Fabrication of multilayer edge molecular electronics and spintronics devices

TL;DR

This paper presents a novel fabrication method for multilayer edge molecular electronics and spintronics devices, enabling molecular connections at tunnel junction edges with various metal electrodes, advancing the development of molecular-scale electronic and spintronic components.

Contribution

The authors introduce a simple liftoff-based fabrication technique to create exposed edges of tunnel junctions for molecular bridging, compatible with diverse electrodes and molecular solutions, including ferromagnetic ones.

Findings

Successfully bridged magnetic and non-magnetic molecules across AlOx barriers.

Demonstrated stability variations depending on electrode material.

Developed molecular solutions resistant to ferromagnetic electrodes.

Abstract

Advancement of molecular devices will critically depend on the approach to establish electrical connections to the functional molecule(s). We produced a molecular device strategy which is based on chemically attaching of molecules between the two magnetic/nonmagnetic metallic electrodes along the multilayer edge(s) of a prefabricated tunnel junction. Here, we present the fabrication methodology for producing these multilayer edge molecular electronics/spintronics devices (MEMEDs/MEMSDs) and details of the associated challenges and their solutions. The key highlight of our MEMED/MEMSD approach is the method of producing exposed side edge(s) of a tunnel junction for hosting molecular conduction channels by a simple liftoff method. The liftoff method ensured that along the tunnel junction edges, the minimum gap between the two metal electrodes equaled the thickness of the tunnel barrier. All of the tunnel junction test beds used a ~2 nm alumina (AlOx) tunnel barrier. We successfully bridged the magnetic organometallic molecular clusters and non-magnetic alkane molecules across the AlOx insulator along the exposed edges, to transform the prefabricated tunnel junction into the molecular electronics or spintronics devices.
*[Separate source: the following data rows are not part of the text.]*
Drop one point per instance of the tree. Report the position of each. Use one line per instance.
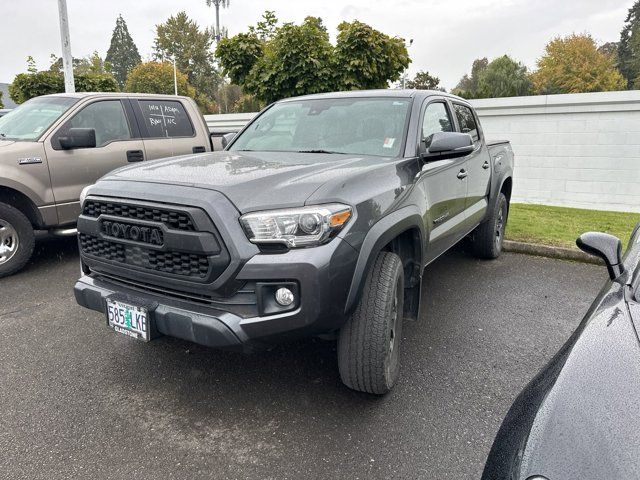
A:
(610, 49)
(629, 47)
(272, 62)
(468, 85)
(157, 77)
(504, 77)
(573, 64)
(367, 58)
(181, 38)
(424, 81)
(123, 54)
(29, 85)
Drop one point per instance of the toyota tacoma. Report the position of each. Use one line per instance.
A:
(317, 219)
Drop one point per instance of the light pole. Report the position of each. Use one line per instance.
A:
(404, 75)
(175, 77)
(67, 59)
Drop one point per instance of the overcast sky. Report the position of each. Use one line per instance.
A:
(448, 34)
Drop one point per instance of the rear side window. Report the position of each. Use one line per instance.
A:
(436, 119)
(165, 119)
(467, 121)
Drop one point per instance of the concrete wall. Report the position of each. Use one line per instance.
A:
(579, 150)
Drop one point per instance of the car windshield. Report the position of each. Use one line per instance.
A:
(32, 118)
(361, 126)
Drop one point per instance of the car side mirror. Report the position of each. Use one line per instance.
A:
(226, 139)
(605, 246)
(449, 145)
(78, 138)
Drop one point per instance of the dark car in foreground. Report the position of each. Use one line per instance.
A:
(317, 219)
(579, 417)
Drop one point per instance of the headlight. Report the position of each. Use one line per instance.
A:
(296, 227)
Tunnel junction test beds were fabricated with a variety of metal electrodes, such as NiFe, Co, Ni, Au, Ta, Cu and Si. Stability of ultrathin thin AlOx varied with the type of bottom metal electrodes used for making MEMED/MEMSD. Additionally, molecular solution used for bridging molecular channels in a MEMED was not compatible with all the metal electrodes; molecular solution resistant ferromagnetic electrodes were developed for the fabrication of MEMSDs. MEMSD approach offers an open platform to test virtually any combination of magnetic electrodes and magnetic molecules, including single molecular magnets.